Apricot & Candied Jalapeño Pulled Pork {Sliders}

Pulled pork…’nough said, right? This recipe is just kicked up a notch by the addition of apricot preserves and candied jalapenos. Although there is not a pronounced “apricot-y” flavor, the preserves add a touch of sweetness that always works for pulled pork. If you would like additional apricot flavor, simply spread some preserves on the bun before you pile it high place a normal serving size of pork atop. Every once in a while you will bite into a candied jalapeño followed by a gently creeping heat that makes this pork particularly sassy.
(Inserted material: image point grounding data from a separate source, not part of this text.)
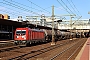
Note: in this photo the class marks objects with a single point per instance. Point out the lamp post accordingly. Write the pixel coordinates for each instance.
(71, 27)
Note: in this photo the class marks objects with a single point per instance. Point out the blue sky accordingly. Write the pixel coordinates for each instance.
(24, 8)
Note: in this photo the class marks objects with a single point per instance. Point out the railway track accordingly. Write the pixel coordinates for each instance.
(36, 53)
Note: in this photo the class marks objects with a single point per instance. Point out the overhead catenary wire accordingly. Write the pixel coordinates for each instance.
(63, 6)
(75, 7)
(67, 7)
(26, 6)
(16, 12)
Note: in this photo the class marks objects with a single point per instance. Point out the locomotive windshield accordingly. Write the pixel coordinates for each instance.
(22, 32)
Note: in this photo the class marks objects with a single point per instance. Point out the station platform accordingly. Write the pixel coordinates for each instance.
(84, 54)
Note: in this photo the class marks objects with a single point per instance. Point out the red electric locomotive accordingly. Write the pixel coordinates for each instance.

3 & 1/2 lb {or thereabouts} pork butt or shoulder
1 {18oz or thereabouts} jar apricot preserves
1 small onion
1/2 cup candied jalapeños {you may substitute pickled jalapenos}
1/3 cup chicken stock
1/3 cup apple cider vinegar
1/4 cup barbecue sauce {your fave kind}
2 Tablespoons Dijon mustard
8-10 cloves garlic
Tony Chachere’s seasoning salt
Salt and pepper

Season pork butt with seasoning salt, salt and pepper and rub in all over. Cut a few slits here and there throughout the pork to insert the cloves of garlic. Coarsely chop onion and add to the crock pot along with the next five ingredients. Place pork in the crock pot and turn a few times to cover with ingredients. Place lid on crock pot and cook on low for 8-9 hours. I know, I know, it’s a long time, but believe me, the results are worth the wait. Remove pork from crock pot in a large bowl and allow to cool… enough to handle. Preserve juices/gravy from crock pot in another container. When pork is cooled, shred either with two forks or break apart with your hands. When ready to need store, place in a container with some of the gravy. It is always good to save all the gravy, just in case you need extra later. Serve up on buns and enjoy.